When you get to the meeting, lay the ground rules. 

  • We want to explore a lot of possible options, so we are open to all ideas. Please speak before you think, in other words, don’t filter your thoughts.
  • Let’s not pass judgment on each others ideas. Instead, when you hear something that sounds crazy, build on it, take it further to the extreme of ridiculous. 

Then have everyone share their homework assignment, and use a white board or sticky notes to toss around ideas. If they listen to your rules, and trust you, there should be lots of laughter. This helps to reduce the fear and stress level in the room, which opens the door to creative thinking.

As conversation dies down, be prepared with prompt questions that push your team’s thinking. 

  • What do we always do that we assume we have to do? 
  • What do we never do with our sales people, our customers, our suppliers to make a sale? 
  • How would we reach our goal if we were all entrepreneurs working for ourselves? 

In one hour - stop. Have each person pick a favorite idea and spend 20 minutes ALONE thinking deeper about it, and be ready to present back to the group. 
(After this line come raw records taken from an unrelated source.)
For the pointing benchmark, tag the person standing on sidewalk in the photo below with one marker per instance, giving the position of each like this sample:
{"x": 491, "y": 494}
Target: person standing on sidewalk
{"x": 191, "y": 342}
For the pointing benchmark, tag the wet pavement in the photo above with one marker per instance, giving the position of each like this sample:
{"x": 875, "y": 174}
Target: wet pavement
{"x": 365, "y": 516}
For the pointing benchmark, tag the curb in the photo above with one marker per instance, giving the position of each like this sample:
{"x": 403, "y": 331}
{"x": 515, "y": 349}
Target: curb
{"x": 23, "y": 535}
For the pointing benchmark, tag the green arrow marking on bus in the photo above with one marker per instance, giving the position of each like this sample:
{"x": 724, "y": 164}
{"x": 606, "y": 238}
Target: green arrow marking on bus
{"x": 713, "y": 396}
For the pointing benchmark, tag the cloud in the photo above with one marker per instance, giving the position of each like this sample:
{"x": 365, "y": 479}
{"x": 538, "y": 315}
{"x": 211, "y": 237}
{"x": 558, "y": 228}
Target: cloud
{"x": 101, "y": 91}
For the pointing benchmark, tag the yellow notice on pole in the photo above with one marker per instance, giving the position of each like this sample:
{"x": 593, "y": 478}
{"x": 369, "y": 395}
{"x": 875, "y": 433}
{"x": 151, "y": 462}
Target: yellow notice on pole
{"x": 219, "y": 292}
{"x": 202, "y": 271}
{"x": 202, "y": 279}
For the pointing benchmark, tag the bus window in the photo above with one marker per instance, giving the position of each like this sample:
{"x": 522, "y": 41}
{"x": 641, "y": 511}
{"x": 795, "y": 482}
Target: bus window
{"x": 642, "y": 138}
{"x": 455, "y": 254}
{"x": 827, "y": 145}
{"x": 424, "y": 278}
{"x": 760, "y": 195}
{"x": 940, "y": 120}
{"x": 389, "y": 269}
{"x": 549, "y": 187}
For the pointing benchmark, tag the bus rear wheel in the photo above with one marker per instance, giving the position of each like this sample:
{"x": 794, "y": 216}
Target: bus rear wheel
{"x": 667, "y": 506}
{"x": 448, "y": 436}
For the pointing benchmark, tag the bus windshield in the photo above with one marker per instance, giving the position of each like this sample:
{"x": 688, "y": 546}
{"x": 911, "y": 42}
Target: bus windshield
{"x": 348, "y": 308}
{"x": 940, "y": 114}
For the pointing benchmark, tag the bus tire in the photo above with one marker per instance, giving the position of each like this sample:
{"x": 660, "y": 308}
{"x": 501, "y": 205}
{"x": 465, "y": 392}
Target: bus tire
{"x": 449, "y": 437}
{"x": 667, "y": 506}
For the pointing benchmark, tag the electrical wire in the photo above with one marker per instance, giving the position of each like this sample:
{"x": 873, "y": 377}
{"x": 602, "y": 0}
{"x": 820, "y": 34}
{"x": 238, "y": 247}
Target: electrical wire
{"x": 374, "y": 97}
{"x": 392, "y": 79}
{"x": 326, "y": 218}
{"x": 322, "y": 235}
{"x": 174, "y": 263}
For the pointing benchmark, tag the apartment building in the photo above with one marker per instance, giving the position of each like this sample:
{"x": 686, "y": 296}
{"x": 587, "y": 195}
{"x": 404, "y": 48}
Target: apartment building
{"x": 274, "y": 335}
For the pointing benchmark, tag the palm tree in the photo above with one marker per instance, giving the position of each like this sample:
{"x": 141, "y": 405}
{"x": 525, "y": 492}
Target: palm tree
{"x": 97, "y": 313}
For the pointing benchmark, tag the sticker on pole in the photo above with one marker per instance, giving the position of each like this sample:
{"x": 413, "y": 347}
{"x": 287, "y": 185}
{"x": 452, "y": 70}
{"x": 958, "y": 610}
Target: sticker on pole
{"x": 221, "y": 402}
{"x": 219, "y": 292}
At this point, each person is taking ownership of an idea. By the time you walk out the door, in just 2 hours, you’ve got 5 legit ideas, one that each person feels a personal ownership of. 

Decide how to implement all or part of the ideas throughout the week. Play king of the hill and check in with the progress each day - advancing some ideas, adapting some and killing some.

Some ideas may work this month, some may work for next month or beyond. But, I promise you, you will have a different set of ideas than if you had gone in with your original "brain draining" plan. 

AND, whats more, you will have an energized team who will want to know when the next “brainstorm” will be to tackle other pesky issues. When they get a taste of a different approach to problem solving, your team will be hungry for more.